5. “Pan-Cancer” Signatures
Rather than developing a breast cancer-specific signature of radiation response, some groups have focused on the development of a “pan-cancer” genomic signature of radiation response. One of the first reports was from a group at the Moffitt Cancer Center. In these initial studies, cell line sensitivity to ionizing radiation was evaluated across 35 and then 48 cell lines in the NCI-60 panel of cancer cell lines [12, 45]. Genes associated with intrinsic radiation response were then identified and formed the basis of the subsequently developed radiation sensitivity index (RSI), which has been refined to a 10-gene, RNA expression based signature. After additional modifications of the signature, the group has assessed the utility of RSI in various disease types with varying levels of utility identified [8, 29, 30, 46]. A similar approach was utilized by investigators at Columbia University that utilized the same NCI-60 cell line panel to identify radiation response-associated genes [47]. Like the Moffitt group, they identified genes whose basal expression was different between the radiosensitive and radioresistant cell lines and identified a total of 36 genes differentially expressed between these two groups. Unlike the Moffitt group, however, they further identified genes whose expression changed after radiation treatment and were associated with survival after varying doses of radiation treatment. Interestingly, they found that the genes induced (by RNA expression profiling) by radiation were remarkably consistent between tumor types and were a function of p53 status, suggesting an underlying conserved set of genes responsible for responding to genotoxic stress. Comparing the gene lists identified by the Moffitt and Columbia groups, there was surprisingly no overlap between the genes identified in these studies, suggesting that the response to radiation treatment (at least in terms of RNA expression) may be complicated and differs under basal and genotoxic conditions.

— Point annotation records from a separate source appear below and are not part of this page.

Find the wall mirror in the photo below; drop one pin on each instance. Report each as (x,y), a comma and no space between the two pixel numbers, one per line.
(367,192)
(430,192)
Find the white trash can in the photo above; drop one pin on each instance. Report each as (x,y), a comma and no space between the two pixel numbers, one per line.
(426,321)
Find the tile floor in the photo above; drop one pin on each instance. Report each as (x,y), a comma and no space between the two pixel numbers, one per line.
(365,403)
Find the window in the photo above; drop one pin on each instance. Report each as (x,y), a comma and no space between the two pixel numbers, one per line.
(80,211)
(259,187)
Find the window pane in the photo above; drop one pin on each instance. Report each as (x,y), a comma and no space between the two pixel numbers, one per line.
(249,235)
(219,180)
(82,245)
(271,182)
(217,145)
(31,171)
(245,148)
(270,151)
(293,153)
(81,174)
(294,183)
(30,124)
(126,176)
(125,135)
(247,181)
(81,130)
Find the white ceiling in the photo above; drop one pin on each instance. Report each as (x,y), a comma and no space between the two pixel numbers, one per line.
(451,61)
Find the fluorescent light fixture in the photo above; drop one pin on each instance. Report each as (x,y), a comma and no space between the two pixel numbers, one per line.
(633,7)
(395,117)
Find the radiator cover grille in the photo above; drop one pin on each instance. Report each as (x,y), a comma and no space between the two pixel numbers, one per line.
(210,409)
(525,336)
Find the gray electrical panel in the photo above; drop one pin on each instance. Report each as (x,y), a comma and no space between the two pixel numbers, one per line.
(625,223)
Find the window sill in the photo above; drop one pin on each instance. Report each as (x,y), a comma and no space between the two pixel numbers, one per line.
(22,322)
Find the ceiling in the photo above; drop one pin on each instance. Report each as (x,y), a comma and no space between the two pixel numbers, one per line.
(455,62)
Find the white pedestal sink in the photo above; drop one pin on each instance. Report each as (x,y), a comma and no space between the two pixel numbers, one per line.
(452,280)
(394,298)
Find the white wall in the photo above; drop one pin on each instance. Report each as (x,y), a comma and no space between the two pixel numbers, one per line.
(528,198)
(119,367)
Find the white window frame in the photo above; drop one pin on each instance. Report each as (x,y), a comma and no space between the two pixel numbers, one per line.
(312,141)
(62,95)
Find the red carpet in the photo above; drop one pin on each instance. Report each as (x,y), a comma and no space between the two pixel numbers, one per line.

Additional genomic classifiers and signatures predictive of response to radiation are currently being developed for prostate, lung, rectal, anal, glioblastoma, and head and neck cancers. As with signatures for breast cancer, these classifiers will need to be externally validated using phase III trials prior to adoption into clinical practice, and it remains to be seen whether a more global “pan-radiation” response signature (discussed previously) can be developed and validated for use in women with breast cancer.
6. Tailored Radiation Signatures
In an effort to move towards truly personalized radiation treatment, efforts are also underway to utilize the genomic and transcriptomic information from a woman's own tumor to determine, on an individual patient level, whether radiation is likely to be effective and, if so, what dose may be sufficient for this patient. A recent provocative publication suggests that there may be methods available to achieve this level of personalization. As was discussed earlier, the Moffitt group developed a radiation sensitivity index (RSI) to determine the intrinsic sensitivity of tumors to ionizing radiation [12]. Expanding upon that initial work and to determine ways in which to tailor radiation doses across differing cancer histologies (including invasive ductal carcinoma), Scott et al. recently reported results of their effort to develop a genomic-adjusted radiation dose (GARD) framework as the basis for future radiation trial design [9]. To develop GARD, the investigators incorporated their previously developed radiation sensitivity index (RSI) with the linear-quadratic model to derive the genomic-adjusted radiation dose and used this to calculate the GARD-value for over 8000 tumor samples. In this retrospective analysis, GARD appeared to predict clinical outcome in several cancer types. While limited by an incomplete evaluation in patients who have not received radiation treatment (to evaluate whether GARD has more than just prognostic value) and lack of external validation, this approach does hold promise and is worthy of continued investigation. It also underscores the potential utility of a genomic-based radiation response signature that may be used to assess, prior to the initiation of treatment, the likelihood of tumor response and control of disease with radiation treatment.
In addition to the development of GARD, a more comprehensive assessment was done by investigators at the Cleveland Clinic and the Broad Institute who sought to understand the genetic basis of DNA damage response after radiotherapy [14]. In this study, investigators profiled the radiation response of over 500 cell lines to ionizing radiation and showed that sensitivity to radiation is characterized by significant genetic variation across and within lineages (in contrast to the Moffitt group, whose work suggests that a 10-gene signature may be sufficient to describe radiation response across all disease types and tumor lineages). In addition to identifying genes whose expression was associated with response, they also identify somatic copy number alterations and gene mutations that correlate with the radiation survival. This work offers arguably a more comprehensive (and a more complicated) picture of the genomic basis of radiation response and may serve as a foundation for future signature development to predict response of various tumors to radiation treatment across all cancers.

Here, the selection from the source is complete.